ECONOMYNEXT – The World Bank has recommended that Sri Lanka develop a national disaster risk financing strategy and explore catastrophe risk insurance options for public assets given the damage caused by recent natural disasters whose frequency is increasing.
“It is of utmost importance for Sri Lanka to increase its physical resilience to reduce impact of disasters and financial resilience to deal with the impact when the disaster happens,” the World Bank said in its latest development update.
To improve Sri Lanka’s physical resilience to disasters, the World Bank is supporting the government’s Climate Resilience Improvement Project (CRIP).
It recommends that the government identify current climate risk, and implement immediate risk mitigation interventions, identify future drivers of risk and create basin-level long-term risk mitigation investment plans, followed by physical investments.
To improve financial resilience, the World Bank recommends several options to increase the government’s immediate financial response capacity against natural disasters and better protect its fiscal balance as well as to achieve timely response, relief and recovery.
In the short term it recommends Sri Lanka streamline damage-and-loss data collection and reporting system, develop a national disaster risk financing strategy, review the sustainability of the current catastrophe insurance program implemented by the government and enhance data sharing for insurance market development.

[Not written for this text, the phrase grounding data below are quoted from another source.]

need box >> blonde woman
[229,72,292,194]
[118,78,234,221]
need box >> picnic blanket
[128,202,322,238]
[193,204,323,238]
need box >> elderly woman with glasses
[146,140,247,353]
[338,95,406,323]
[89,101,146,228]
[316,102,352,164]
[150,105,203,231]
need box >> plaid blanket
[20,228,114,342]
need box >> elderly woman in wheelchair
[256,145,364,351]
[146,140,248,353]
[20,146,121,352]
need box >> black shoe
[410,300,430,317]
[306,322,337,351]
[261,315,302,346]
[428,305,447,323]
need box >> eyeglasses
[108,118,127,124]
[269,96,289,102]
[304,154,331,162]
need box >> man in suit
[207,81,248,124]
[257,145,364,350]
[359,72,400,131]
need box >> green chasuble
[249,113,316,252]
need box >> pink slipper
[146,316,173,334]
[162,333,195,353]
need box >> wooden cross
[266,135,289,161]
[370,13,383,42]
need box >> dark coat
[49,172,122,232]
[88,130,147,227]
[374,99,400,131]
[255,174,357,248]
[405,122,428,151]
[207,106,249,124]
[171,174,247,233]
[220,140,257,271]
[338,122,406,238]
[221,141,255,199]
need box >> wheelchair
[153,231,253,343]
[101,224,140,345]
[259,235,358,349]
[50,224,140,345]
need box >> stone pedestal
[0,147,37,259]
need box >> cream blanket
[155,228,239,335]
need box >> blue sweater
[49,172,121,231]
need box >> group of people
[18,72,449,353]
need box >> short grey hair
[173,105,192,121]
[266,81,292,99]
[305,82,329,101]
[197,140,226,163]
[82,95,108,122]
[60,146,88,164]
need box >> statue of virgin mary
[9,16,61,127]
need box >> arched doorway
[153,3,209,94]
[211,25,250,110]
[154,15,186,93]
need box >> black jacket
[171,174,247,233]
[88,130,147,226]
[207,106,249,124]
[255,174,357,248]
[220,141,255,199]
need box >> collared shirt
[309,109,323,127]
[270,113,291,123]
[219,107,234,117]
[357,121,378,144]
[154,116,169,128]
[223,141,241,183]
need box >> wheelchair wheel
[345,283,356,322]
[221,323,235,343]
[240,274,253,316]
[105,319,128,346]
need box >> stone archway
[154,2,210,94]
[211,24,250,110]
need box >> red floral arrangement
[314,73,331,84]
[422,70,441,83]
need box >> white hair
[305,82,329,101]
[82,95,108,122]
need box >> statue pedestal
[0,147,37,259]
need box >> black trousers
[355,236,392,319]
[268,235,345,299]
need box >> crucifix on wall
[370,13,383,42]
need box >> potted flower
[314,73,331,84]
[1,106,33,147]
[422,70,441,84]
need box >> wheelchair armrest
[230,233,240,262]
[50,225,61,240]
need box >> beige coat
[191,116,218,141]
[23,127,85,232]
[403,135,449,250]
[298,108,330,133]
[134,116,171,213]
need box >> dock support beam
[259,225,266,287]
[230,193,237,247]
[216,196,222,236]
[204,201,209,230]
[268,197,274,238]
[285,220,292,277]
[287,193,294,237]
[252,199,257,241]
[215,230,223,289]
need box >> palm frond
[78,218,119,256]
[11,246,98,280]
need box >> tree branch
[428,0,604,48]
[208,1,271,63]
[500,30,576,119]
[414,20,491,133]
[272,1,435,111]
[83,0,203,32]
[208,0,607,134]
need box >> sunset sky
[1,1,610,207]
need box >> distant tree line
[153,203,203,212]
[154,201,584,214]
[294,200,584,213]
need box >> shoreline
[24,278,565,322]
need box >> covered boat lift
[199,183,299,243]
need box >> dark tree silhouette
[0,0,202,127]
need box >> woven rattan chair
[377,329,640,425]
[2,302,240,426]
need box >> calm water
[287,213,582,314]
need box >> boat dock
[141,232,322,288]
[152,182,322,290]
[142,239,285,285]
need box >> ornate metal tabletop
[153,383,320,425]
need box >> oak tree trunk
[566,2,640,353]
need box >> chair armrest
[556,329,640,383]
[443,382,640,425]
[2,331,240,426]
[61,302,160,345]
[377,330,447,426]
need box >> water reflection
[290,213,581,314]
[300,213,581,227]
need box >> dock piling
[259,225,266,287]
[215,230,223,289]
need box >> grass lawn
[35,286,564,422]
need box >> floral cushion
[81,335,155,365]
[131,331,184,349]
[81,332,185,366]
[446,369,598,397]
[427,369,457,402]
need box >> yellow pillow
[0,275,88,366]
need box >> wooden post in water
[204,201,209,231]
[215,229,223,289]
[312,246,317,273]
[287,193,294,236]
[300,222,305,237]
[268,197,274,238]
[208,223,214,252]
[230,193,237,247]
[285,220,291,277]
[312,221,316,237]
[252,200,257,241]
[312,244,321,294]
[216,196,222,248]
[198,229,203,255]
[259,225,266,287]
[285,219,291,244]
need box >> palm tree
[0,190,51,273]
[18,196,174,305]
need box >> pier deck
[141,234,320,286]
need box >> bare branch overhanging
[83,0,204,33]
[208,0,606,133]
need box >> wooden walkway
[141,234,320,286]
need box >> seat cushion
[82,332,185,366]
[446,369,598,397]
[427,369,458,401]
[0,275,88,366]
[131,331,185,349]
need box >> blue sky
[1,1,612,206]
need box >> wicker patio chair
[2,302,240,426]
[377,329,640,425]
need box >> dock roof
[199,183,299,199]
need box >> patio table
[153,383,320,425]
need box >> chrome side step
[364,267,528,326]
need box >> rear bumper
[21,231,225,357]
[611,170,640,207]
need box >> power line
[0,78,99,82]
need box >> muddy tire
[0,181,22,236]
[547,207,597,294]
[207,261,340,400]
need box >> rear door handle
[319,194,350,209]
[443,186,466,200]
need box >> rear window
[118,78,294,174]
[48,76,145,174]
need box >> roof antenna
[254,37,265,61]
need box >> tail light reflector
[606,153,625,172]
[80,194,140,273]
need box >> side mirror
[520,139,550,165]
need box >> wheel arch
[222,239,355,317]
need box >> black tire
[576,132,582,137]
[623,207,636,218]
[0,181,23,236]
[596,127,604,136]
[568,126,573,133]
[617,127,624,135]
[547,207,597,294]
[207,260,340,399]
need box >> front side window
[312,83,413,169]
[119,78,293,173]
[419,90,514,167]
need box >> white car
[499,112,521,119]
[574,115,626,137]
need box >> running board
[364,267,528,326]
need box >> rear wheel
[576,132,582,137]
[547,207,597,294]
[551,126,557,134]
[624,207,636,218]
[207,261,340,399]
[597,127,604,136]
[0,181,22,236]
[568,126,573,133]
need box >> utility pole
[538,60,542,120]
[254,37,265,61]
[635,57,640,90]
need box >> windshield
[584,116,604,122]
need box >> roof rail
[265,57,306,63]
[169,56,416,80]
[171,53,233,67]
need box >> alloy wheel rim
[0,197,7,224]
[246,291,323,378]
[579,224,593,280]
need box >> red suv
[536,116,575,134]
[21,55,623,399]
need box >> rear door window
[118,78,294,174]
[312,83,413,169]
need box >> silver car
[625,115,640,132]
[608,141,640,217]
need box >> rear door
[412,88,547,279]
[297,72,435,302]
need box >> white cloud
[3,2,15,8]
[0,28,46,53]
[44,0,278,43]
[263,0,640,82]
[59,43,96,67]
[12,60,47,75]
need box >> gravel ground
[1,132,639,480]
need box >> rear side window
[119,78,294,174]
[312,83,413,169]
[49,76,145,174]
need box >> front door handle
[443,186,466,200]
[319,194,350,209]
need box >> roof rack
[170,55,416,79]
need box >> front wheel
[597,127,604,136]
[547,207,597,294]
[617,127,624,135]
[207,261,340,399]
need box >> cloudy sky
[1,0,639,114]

In the medium to long term the World Bank recommends Sri Lanka develop financial tools to support decision making, including a disaster risk model for Ministry of Finance and establish a National Disaster Reserve Fund as fast-disbursement mechanism for the financing of post-disaster operations.
The World Bank also said Sri Lanka should explore catastrophe risk insurance options for public assets and strengthen the agricultural insurance program.